I hesitated, then asked if he thought the murderer had broken into the car, searching for something. I didn’t suggest the “something” might be a flash drive.
“The car’s apparently been sitting here since the day Acosta died,” Lissy said. “A target of opportunity for any petty thief. The stereo system’s missing, so this is probably a random break-in, not connected to Acosta’s death. Unless you know otherwise?” The lift of his brows said he’d be happy to take down my confession.
“You might want to give Sherry Indrebo a call about the car,” I said casually, happy to supply him with a course of action that might distract him from poking around in my affairs. “She leased it for Rafe.”
Lissy sucked his lips in and eyed me wearily. “What a good idea,” he said. “I might not have thought of it on my own, what with having only twenty-seven years on the job.”
“Just trying to help,” I muttered as I moved toward the stairs, avoiding the forensics team who were now going over the Lexus with swabs and little vacuums.
“Well, stop it,” Lissy said, getting the last word for the night.

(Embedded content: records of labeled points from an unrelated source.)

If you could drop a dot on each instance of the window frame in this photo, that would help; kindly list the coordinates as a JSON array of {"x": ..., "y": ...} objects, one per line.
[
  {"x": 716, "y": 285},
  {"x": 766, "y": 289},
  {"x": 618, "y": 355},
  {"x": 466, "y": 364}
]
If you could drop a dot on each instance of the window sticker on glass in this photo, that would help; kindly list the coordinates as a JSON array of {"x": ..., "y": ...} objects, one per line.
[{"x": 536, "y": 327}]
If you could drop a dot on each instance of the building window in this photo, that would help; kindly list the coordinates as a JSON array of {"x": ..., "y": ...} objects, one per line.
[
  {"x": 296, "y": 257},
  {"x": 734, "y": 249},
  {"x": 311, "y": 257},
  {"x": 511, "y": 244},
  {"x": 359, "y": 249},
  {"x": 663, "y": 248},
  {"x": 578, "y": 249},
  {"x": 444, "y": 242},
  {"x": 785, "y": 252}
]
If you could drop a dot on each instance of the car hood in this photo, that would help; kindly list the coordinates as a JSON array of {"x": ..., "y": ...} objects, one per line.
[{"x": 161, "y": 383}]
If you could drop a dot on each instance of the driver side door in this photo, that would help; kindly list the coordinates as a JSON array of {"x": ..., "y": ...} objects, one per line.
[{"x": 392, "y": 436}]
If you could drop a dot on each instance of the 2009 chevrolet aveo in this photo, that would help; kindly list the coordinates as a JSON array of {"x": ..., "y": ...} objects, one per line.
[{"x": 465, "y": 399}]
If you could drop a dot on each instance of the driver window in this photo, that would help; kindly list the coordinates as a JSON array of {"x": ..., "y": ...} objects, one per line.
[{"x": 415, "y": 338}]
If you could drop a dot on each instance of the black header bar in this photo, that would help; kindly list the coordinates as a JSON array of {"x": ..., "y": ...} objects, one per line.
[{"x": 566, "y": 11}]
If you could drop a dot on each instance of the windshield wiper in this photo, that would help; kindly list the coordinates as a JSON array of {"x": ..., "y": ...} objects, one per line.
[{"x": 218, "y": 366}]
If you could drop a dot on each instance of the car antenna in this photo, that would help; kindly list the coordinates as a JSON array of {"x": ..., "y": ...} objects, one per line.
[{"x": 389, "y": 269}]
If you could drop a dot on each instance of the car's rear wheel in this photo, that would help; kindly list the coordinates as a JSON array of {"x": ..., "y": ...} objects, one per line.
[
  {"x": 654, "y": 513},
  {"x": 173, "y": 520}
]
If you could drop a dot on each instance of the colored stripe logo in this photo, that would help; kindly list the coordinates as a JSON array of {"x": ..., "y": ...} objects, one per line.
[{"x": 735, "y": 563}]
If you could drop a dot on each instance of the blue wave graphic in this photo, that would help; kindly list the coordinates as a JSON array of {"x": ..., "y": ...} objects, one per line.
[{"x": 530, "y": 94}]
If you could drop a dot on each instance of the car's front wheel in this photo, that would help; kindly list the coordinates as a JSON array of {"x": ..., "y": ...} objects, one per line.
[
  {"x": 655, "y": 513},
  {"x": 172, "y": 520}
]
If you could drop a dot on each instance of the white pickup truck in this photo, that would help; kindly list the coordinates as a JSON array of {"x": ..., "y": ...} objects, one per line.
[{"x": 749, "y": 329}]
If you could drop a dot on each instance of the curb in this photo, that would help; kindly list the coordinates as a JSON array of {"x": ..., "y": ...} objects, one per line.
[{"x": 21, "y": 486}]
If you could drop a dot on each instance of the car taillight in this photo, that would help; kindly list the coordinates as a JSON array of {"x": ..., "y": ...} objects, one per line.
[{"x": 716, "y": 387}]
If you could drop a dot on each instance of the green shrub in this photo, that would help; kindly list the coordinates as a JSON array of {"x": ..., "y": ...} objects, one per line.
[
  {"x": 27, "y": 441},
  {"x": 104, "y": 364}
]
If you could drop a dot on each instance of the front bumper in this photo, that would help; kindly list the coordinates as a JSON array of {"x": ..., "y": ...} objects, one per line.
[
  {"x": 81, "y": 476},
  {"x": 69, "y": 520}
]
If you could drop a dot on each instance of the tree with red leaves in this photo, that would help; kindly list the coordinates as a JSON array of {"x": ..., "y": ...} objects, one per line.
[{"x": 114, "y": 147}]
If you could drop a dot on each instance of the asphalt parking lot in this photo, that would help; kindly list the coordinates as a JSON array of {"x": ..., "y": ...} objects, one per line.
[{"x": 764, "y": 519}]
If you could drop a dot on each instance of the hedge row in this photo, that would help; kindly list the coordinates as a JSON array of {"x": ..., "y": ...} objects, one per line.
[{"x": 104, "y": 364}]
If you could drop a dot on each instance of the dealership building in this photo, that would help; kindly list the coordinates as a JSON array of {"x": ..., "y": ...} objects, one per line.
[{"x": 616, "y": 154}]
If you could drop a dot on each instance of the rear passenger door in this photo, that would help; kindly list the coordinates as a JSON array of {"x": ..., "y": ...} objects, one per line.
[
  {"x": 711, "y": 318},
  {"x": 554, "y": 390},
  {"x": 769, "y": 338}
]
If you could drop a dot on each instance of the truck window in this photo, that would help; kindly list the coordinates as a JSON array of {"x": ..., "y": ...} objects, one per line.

I didn’t spend too much time over the weekend dwelling on the car. Vitaly and I met to practice on both Saturday and Sunday and then spent two hours practicing Monday morning. I began to have a faint hope that we might not utterly disgrace ourselves at the Capitol Festival, which started Friday. The rest of the morning dissolved in back-to-back private sessions with two other students who were competing with me in the pro-am divisions. One was an older gentleman who had no illusions about his ability but loved to dance and had the money to pay for private lessons, coaching, and trips to competitions. The other was a thirty-something Department of Energy employee who danced, I thought privately, to inject some glamour and excitement into his cubicle-bound life. The Capitol Festival was his first competition. He’d either love it, or find the hours of waiting in a chilly ballroom interspersed by ten minutes on the dance floor a grind and give it up. Vitaly observed the sessions and offered some useful comments, managing to critique the other men without offending or embarrassing them. He was going to be an asset, I decided happily, going downstairs at noon to shower and change.